A natural progression from having PPI networks predicted from gene expression data is the development of algorithms to correlate proteins in the networks with known small-molecule modulators of protein activity. Toward this end, improvements in genome sequencing have enabled development of pharmacogenetic databases that associate clinical, disease and other annotations (e.g., GO terms) with variations in sequences for particular genes (25). These databases can also link genes as drug targets with related drugs. Key algorithms for mapping proteins to known drugs are briefly reviewed below.

DrugBank

DrugBank is a highly cited database that combines drug, drug-target, drug action and drug interaction information—but not disease-related or prescribing details. The database is updated daily and is accessible via an API, but does not allow users to upload gene list of interest (26).

PharmGKB

The Pharmacogenomics Knowledgebase (PharmGKB) is a widely used resource containing information curated from other databases including PubMed, DrugBank and the human small nucleotide polymorphism database, dbSNP. The main advantages of PharmGKB are it collates drug targets, drugs, and corresponding disease information in one platform, while providing access via an API (25).

ChEMBL

ChEMBL is an open access online database that extracts data from medicinal chemistry journals and integrates them with information on approved drugs. ChEMBL also exchanges data with other databases such as PubChem and the pharmacokinetics database, BindingDB. The data can be accessed using web services and in downloadable formats, although it does not provide integrated PPI/drug/target outputs (27).

TTD

The Therapeutic Target Database (TTD) provides information about drug targets, drugs, and related disease conditions. It extracts data from pathway databases including KEGG, MetaCyc, Reactome, and Wikipathways. TTD integrates drug/target/disease outputs, however, users can not upload gene lists or generate PPI networks. TTD also does not provide access via an API (28).

DGIdb

The drug–gene interaction database (DGIdb) integrates drug–gene interactions and potential druggable genes. It consolidates data from other databases such as GO, DrugBank, PharmGKB, the TTD and the National Cancer Institute (NCI).
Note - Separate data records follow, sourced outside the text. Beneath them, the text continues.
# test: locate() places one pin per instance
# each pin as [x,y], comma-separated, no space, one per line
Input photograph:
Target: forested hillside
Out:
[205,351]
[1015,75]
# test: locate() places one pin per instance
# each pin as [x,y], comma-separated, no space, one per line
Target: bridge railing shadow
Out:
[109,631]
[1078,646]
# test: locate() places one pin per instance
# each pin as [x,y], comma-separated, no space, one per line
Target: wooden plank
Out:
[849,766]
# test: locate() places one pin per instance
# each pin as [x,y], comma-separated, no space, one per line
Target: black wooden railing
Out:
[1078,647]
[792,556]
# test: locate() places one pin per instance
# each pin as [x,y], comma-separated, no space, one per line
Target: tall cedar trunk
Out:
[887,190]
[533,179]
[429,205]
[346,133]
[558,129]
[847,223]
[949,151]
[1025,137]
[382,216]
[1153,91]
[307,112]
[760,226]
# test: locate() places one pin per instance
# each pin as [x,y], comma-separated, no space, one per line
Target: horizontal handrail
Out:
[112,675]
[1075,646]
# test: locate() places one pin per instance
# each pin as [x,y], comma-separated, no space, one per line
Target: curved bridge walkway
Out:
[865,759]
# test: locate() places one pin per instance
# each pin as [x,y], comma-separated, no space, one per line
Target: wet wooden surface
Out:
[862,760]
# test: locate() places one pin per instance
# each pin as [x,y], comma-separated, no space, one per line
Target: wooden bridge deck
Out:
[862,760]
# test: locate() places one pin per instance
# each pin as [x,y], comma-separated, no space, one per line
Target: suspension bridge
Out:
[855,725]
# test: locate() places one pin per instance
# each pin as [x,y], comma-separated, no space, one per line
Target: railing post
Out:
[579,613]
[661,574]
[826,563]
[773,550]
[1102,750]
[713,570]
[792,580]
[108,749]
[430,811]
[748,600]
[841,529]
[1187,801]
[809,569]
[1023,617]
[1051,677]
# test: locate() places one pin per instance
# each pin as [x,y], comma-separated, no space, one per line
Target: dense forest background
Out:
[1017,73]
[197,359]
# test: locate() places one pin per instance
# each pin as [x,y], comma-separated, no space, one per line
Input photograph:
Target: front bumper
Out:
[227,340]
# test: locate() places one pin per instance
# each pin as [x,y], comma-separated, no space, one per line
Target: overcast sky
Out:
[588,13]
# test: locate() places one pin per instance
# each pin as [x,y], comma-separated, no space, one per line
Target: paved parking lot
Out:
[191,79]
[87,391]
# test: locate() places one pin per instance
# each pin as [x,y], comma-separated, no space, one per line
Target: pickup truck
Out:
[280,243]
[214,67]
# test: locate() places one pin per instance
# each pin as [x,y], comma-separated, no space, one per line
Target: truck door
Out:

Users can upload gene lists to identify any associated drugs. However, similar to DrugBank, it does not capture related disease data (29).

DisGeNET

The disease-gene network database, DisGeNet, contains information on genes and their variants related only to human diseases. DisGeNET extracts data from different scientific literature and consolidates them using text mining tools. Data on DisGeNet database can be downloaded in many file formats, and accessed through an API (30).

PHAROS

PHAROS aims to provide insight on the druggable genome. It contains information on all human protein targets (both well- and poorly-characterised targets) including protein expression data, GO terms, disease associations and drug target interactions. While API access is possible, it is highly time-consuming as only one gene can be submitted at a time (31).

GPSnet

The genome-wide positioning systems network (GPSnet) is a recent algorithm focused on identifying cancers for which approved or investigational drugs might be repurposed to provide candidate new treatment options. GPSnet functions in two steps: (i) it analyses sequencing information from 15 cancer types (from ~5,000 patients); and then (ii) implements a GSEA algorithm and network proximity methods to identify candidate drugs for the targets identified in the first step (32). While this provides a powerful approach to identifying candidate new drug treatments, the information is not accessible through an API and the database currently focuses only on cancers.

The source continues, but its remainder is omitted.